Ainsi, après avoir fait de la préservation de la note souveraine l’indicateur sacré de la réussite de sa politique, la majorité tente d’en minimiser l’impact auprès de l’opinion. Mais quelles seront les conséquences réelles de la perte du AAA en France ?
1. Une hausse des taux d’intérêts
C’est un avertissement pour les créanciers de la France. Le triple A, décerné par les agences de notation comme Standard and Poor’s, indiquait que le risque de non-remboursement de la dette française était quasi nul. Rassurant pour les investisseurs à la recherche de placements sûrs, qui acceptaient de lui prêter à taux bas. Vont-ils désormais réclamer des taux supérieurs pour couvrir ce risque ?
2. Une confirmation de la crise
Se basant sur les analyses du Fonds monétaire international, sur les notes des deux autres grandes agences (Moody’s et Fitch) et surtout, sur les analyses des banques, les investisseurs n’ont pas attendu la perte du triple A pour paniquer.
La preuve de cette anticipation ? Avant sa dégradation, les taux d’intérêts des emprunts réalisés par l’Agence France Trésor n’ont cessé de monter ces dernières semaines, notamment par rapport à l’Allemagne. Et d’ailleurs, l’annonce, en décembre, de la mise sous surveillance par S&P de la note française a à peine fait ciller les marchés.
Cela dit, bien qu’anticipée, une dégradation n’arrange rien à la situation, car la France n’est pas le premier marché de la dette. Contrairement aux Etats-Unis qui, de ce fait, paient moins chers leurs emprunts aujourd’hui, bien qu’ils aient perdu leur triple A l’été dernier.
3. La fuite des investisseurs
En décembre, Standard and Poor’s avait mis sous surveillance quinze pays européens, mais elle avait ciblé plus particulièrement la France, en menaçant de lui retirer deux crans. « Si tous les pays de la zone sont dégradés d’un cran, c’est moins grave pour la France : les investisseurs ne la délaisseront pas au profit de ses voisins », expliquait Pascal Canfin, eurodéputé Verts et fondateur de Finance Watch, le Greenpeace de la finance.
Les fonds de pension, qui gèrent les actifs des retraités, ne prendront aucun risque : ils se tourneront mécaniquement vers les pays les mieux notés.
4. Le début d’un cercle vicieux
La dette de la France est de plus de 1.600 milliards d’euros. Le montant des intérêts est supérieur au plus gros budget de l’Etat. Et ce n’est pas fini : la France devra emprunter près de 180 milliards d’euros pour son financement public en 2012.

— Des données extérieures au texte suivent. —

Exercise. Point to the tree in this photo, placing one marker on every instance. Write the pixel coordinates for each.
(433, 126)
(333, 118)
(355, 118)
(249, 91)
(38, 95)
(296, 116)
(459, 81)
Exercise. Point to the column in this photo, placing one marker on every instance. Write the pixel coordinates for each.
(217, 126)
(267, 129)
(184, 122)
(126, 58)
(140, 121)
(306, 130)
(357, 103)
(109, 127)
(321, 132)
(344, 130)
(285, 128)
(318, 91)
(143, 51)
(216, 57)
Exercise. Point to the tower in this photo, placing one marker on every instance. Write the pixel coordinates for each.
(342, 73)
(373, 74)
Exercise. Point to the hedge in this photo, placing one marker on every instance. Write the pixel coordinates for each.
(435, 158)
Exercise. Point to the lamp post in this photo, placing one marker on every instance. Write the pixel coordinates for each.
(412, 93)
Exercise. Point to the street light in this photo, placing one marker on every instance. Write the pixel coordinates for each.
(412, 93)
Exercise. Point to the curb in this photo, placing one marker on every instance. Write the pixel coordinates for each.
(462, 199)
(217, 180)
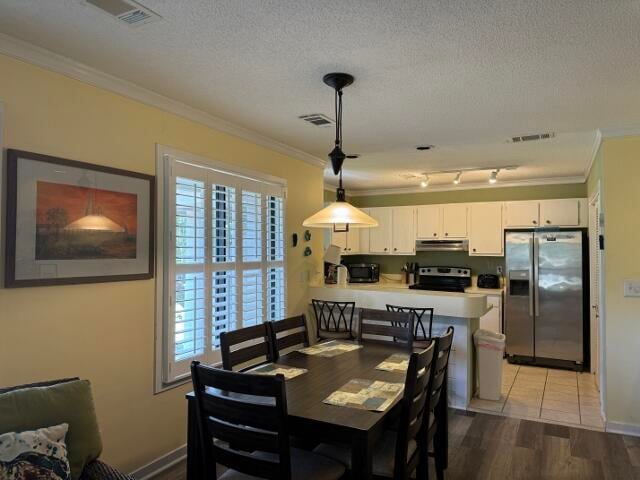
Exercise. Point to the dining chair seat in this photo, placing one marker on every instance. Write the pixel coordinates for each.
(383, 454)
(304, 466)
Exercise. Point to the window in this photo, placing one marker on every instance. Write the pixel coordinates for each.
(223, 241)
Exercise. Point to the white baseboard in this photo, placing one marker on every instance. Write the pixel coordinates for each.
(160, 464)
(623, 428)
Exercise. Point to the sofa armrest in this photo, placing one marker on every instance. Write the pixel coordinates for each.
(98, 470)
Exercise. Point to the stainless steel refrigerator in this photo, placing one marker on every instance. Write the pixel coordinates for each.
(546, 297)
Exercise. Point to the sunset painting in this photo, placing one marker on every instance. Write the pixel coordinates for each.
(80, 223)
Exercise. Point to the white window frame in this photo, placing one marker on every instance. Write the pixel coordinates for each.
(171, 163)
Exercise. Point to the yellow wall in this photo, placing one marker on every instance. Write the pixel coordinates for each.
(105, 332)
(620, 173)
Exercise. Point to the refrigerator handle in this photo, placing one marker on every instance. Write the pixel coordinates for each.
(536, 274)
(531, 312)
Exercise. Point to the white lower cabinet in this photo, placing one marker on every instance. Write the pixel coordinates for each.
(492, 320)
(485, 229)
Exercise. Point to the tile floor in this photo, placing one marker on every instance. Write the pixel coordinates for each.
(551, 395)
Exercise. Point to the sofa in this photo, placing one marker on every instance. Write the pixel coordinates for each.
(69, 400)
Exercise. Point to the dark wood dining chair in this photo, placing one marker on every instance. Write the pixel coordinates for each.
(246, 348)
(422, 315)
(402, 451)
(334, 320)
(288, 333)
(380, 326)
(437, 432)
(250, 412)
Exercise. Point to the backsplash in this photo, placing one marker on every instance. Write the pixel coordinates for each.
(394, 263)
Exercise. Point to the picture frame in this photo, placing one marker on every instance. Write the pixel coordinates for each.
(71, 222)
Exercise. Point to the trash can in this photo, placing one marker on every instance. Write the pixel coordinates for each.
(490, 350)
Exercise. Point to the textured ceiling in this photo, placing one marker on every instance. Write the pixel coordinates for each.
(461, 74)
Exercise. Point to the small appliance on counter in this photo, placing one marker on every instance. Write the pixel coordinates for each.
(443, 279)
(331, 262)
(364, 272)
(342, 275)
(488, 280)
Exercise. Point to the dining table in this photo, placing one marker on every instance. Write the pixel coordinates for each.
(311, 420)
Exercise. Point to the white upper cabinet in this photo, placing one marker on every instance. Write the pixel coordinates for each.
(404, 230)
(565, 212)
(429, 221)
(380, 236)
(454, 220)
(485, 229)
(522, 214)
(349, 242)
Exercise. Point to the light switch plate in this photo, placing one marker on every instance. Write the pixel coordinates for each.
(632, 288)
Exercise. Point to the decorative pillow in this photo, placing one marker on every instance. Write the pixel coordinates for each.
(40, 454)
(70, 402)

La poursuite de la hausse des taux d’intérêts signifierait une nouvelle réduction des marges de manœuvre du gouvernement. Notamment pour réformer l’Etat, relancer l’investissement et mettre en place une économie compétitive. Sans quoi il est impossible pour la France de retrouver une croissance suffisante pour réduire sa dette !

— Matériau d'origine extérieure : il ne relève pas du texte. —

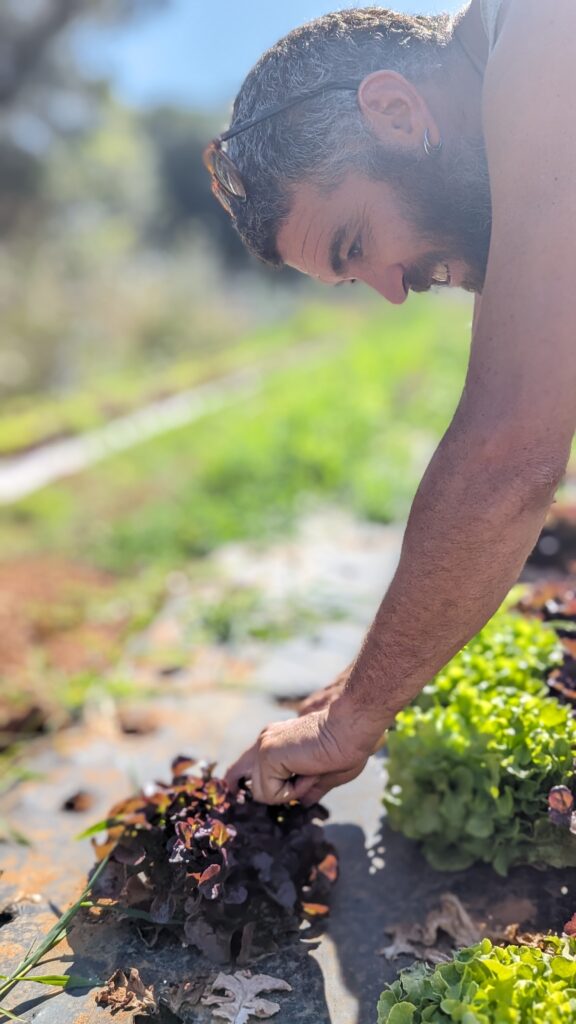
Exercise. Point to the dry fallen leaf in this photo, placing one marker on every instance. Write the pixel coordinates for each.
(421, 941)
(126, 992)
(241, 999)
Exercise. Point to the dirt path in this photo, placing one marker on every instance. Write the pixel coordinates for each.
(27, 473)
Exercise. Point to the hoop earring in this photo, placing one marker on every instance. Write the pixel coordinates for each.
(429, 150)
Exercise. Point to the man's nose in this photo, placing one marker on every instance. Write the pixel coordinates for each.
(389, 284)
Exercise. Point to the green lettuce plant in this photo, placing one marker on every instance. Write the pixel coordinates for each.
(472, 761)
(487, 984)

5. Une action de la banque centrale
La BCE n’est pas censée acheter des obligations souveraines. Son indépendance, gravée dans le marbre par les traités européens, lui interdit de financer un pays. Cependant, face au risque d’écroulement du système, elle a tout de même racheté des obligations grecques, irlandaises, portugaises, espagnoles et italiennes ces derniers mois.
Son but ? Restaurer la confiance sur les marchés obligataires et enrayer la hausse des taux, afin de sortir ces pays du cercle vicieux. En cas de déclenchement d’un tel phénomène en France, la BCE interviendra-t-elle ?
6. Une menace sur le système bancaire
Quelques jours après la menace de déclassement de la France, Standard and Poor’s a placé les banques françaises sous surveillance. Son exécution entrainera-t-elle une nouvelle dégradation du système bancaire ?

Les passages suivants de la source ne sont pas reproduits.